Топкие сугробы взметались под лапами ошметками лежалых хлопьев, летели в морду и залепляли глаза, а трасса следов - острая и спиртная - петляла не хуже заячьей. И не перебьет ее ни широким перебором волчьей лежки, ни веревочка - цоп-цоп! - торопливых мышиных следиков, ни коротко налетевший и тут же умчавшийся дальше порывистый ветерок. Вот здесь Кот катался по снегу, как если бы пытался унять кусачих насекомых, прямо как уличная блохастая кошка… Здесь точил когти, ободрал до "мяса" березу. Здесь резко свернул. Здесь взрывал снег, кого-то ловил…
Здесь…
Вот он.
Низко прижимаясь к снегу грудью, нервно подергивая хвостом, затаившись, крадется к писку и теплому запаху голеньких, молочных еще крысят.
А вот нехорошо маленьких обижать! Уррррррр! И…
Клубок!
Не ожидал! Вот пьяяяяяяяяяяяяяянь! Ррррррррр! Вот…
Сильный и тяжелый, зараза!
А ну отвечай, зачем?! Представление устраивать зачем?!
Подминает под себя… Снег в нос, в пасть! Заррррраза!
Зачем? - выдыхает вместе оттаивающей в капельки тумана снежной мелочью. - Зачем?! А затем! Затем, что…
Рычит и зубами треплет как котенка за шкирку, мотает из стороны в сторону, гваздает в ворохе сугроба.
- Зачем?
- …затем, чтобы…
Зубы треплют зло и сильно, но аккуратно, чтобы не поранить, а только вышибить дух из легких и мысли из мозгов. И правда ведь - вышибет! Зарррраза! Зачем, ты мне ответишь, или нет?! Урод хвостатый, пьянь блохастая!
…Ночь упала внезапно. За суетой незамеченная, она взвилась вверх, в небо с полной и доброй луной, оранжевым костром свадебного огня. Со всех сторон огни помельче, но горячие желтые - все Кошки Клана собрались. Где-то среди них Инкины родители, смотрят, прицениваются… Где-то среди них, а может, где-то в совсем буреломных зарослях, в чаще и глуши - сама Инна. Ее бока в полнолунном свете лоснятся серебром, а глаза у нее необычные, не такие, как у всех, не желтые - совсем-совсем зеленые. Говорят, что зеленые глаза бывают только у любимцев Саат, тех, кого Она осенила своим благословением. Инна вообще необычная - целиком об хвоста до кончиков усов… Скорее бы уже… Чего тянуть?!
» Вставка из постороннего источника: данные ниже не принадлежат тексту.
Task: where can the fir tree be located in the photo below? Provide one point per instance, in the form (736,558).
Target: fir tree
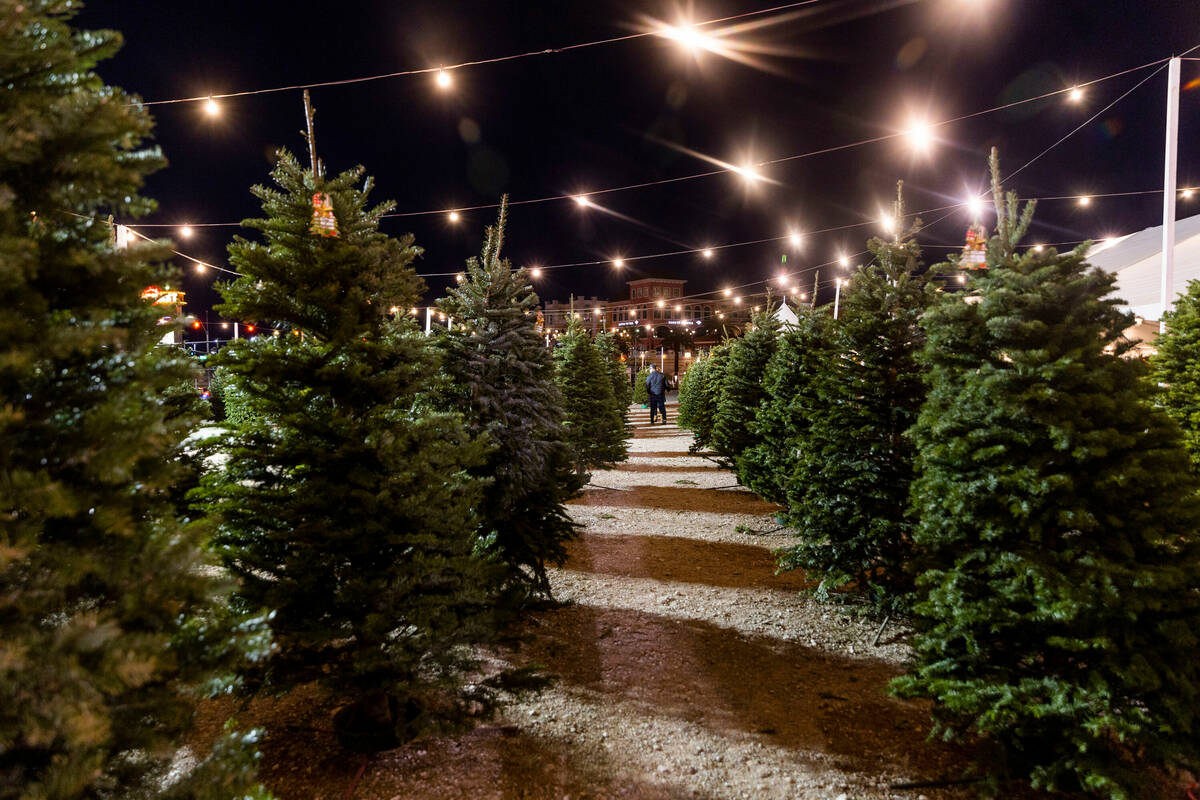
(347,500)
(851,482)
(1176,368)
(1057,591)
(781,423)
(610,353)
(594,420)
(689,392)
(742,389)
(108,619)
(502,379)
(703,396)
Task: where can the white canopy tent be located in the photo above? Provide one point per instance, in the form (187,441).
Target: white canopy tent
(1138,262)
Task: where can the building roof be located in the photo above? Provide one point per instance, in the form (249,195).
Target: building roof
(681,282)
(1138,262)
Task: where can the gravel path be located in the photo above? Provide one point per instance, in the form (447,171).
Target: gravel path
(685,667)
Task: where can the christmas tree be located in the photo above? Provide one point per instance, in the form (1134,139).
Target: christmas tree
(702,396)
(595,422)
(501,377)
(851,480)
(109,620)
(610,353)
(1057,600)
(346,499)
(742,389)
(781,423)
(1175,368)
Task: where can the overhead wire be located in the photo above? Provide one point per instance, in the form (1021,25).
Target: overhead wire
(709,173)
(417,71)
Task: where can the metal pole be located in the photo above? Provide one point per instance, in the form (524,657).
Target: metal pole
(312,137)
(1173,145)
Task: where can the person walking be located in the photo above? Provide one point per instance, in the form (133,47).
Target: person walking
(657,388)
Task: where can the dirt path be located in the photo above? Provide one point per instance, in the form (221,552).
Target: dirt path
(687,668)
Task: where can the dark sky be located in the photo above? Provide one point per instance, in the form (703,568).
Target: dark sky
(594,118)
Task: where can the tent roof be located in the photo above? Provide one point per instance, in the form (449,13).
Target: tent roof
(1137,259)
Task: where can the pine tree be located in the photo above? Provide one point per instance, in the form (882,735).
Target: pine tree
(347,499)
(685,410)
(1176,368)
(852,517)
(742,389)
(610,353)
(780,427)
(108,621)
(1059,611)
(594,420)
(703,394)
(501,378)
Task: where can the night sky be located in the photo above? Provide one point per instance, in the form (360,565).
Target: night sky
(623,113)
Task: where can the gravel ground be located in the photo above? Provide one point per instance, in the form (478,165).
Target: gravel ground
(685,667)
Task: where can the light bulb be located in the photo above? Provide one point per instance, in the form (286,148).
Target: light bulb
(921,136)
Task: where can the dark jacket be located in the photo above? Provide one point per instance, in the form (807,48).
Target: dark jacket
(655,383)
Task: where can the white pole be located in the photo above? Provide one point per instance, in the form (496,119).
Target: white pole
(1173,145)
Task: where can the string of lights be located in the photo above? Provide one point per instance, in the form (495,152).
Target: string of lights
(921,130)
(443,71)
(711,251)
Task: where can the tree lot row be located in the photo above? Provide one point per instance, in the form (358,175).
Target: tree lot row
(991,464)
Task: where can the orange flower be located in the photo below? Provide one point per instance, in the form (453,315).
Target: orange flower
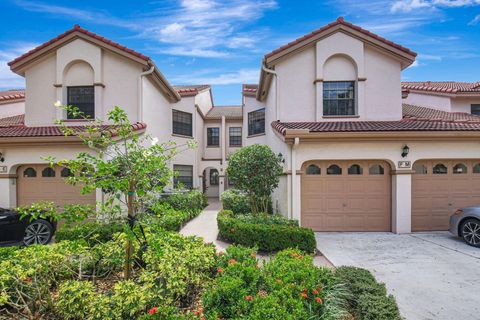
(153,310)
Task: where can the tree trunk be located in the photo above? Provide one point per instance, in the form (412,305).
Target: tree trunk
(127,268)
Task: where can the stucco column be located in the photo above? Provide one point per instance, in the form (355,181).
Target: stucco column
(402,201)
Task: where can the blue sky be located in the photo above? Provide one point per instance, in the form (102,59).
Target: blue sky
(221,42)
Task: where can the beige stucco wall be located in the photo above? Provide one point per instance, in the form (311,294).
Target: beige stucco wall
(12,109)
(28,154)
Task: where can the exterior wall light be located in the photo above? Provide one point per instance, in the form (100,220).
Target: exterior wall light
(405,151)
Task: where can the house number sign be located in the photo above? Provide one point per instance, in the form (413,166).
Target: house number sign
(404,164)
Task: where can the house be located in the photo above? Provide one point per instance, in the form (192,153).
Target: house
(359,152)
(356,157)
(447,95)
(93,73)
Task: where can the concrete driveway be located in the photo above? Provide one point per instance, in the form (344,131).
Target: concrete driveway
(432,275)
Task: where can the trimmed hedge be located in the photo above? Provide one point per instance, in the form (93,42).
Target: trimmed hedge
(92,232)
(369,299)
(268,233)
(236,201)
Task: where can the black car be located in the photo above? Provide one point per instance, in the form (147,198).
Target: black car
(14,230)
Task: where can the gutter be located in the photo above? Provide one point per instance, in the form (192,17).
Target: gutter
(140,93)
(275,74)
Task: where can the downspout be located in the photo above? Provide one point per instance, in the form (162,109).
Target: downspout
(293,170)
(275,74)
(140,92)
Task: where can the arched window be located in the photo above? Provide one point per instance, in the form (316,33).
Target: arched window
(460,168)
(376,169)
(420,168)
(65,173)
(440,169)
(355,169)
(476,168)
(213,177)
(48,172)
(313,169)
(29,173)
(334,170)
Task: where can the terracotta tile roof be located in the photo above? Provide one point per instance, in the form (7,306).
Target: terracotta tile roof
(424,113)
(443,86)
(249,89)
(11,95)
(13,121)
(14,127)
(77,28)
(341,21)
(439,121)
(230,112)
(190,90)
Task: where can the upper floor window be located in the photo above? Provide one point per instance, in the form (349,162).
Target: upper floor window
(339,98)
(82,97)
(214,177)
(256,122)
(475,109)
(182,123)
(235,136)
(183,176)
(213,137)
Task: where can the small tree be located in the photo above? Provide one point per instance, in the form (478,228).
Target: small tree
(129,168)
(255,170)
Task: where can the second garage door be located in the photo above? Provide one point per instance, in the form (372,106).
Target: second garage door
(40,182)
(439,187)
(346,196)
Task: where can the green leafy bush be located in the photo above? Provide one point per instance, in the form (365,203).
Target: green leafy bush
(243,170)
(288,287)
(266,232)
(236,201)
(92,232)
(368,299)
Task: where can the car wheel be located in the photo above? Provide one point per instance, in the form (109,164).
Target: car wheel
(38,232)
(470,230)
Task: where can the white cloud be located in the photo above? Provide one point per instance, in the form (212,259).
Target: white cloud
(475,20)
(411,5)
(8,79)
(210,77)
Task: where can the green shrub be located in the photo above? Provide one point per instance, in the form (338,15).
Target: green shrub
(266,232)
(192,201)
(93,232)
(74,299)
(236,201)
(288,287)
(368,299)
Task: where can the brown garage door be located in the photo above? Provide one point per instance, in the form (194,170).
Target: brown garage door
(40,182)
(346,196)
(439,187)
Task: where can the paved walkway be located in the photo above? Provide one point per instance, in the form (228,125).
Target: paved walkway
(205,226)
(433,275)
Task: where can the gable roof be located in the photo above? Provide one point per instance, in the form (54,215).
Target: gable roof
(341,25)
(401,53)
(229,112)
(448,87)
(10,96)
(19,64)
(415,119)
(190,90)
(14,126)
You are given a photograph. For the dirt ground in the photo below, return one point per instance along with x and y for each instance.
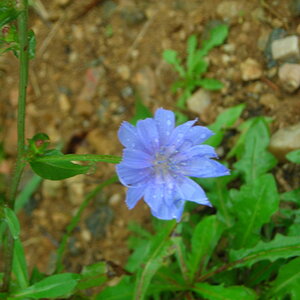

Костер взмыл ввысь, облизал звезды и те засияли ослепительно, как только что отпечатанные монетки.
Кошки клана о чем-то шепчутся, перерыкиваются. Переминаются с лапы на лапу другие Коты - в этот раз аж пятеро. Очень много для одной весны. Тут Олег, Игорь и Рем, Сашка и Женька, близнецы-братья… Переминаются с ноги на ногу, нервничают… Тут ведь главнее - понравиться родителям невест… И черт его знает - это поддаваться надо или, наоборот, чтобы долго не могли поймать? Если поддашься, подумают, что слабак, если не сможет найти - рассердятся…
Ну!
Наконец, выступает одна - маленькая, но крепкая, сильная, вся состоящая из стальных мышц Пантера. Это Юта, подруга главы Ингмара. Её Охота была в позапрошлом году, когда Антон еще считался по законам клана неполнолетним и сам в обряде не участвовал. Только видел. Издали. Мельком. Но Юта была хороша. Такая подруга Ингмару и нужна - сильная, ловкая, красивая… Прямо как Инна.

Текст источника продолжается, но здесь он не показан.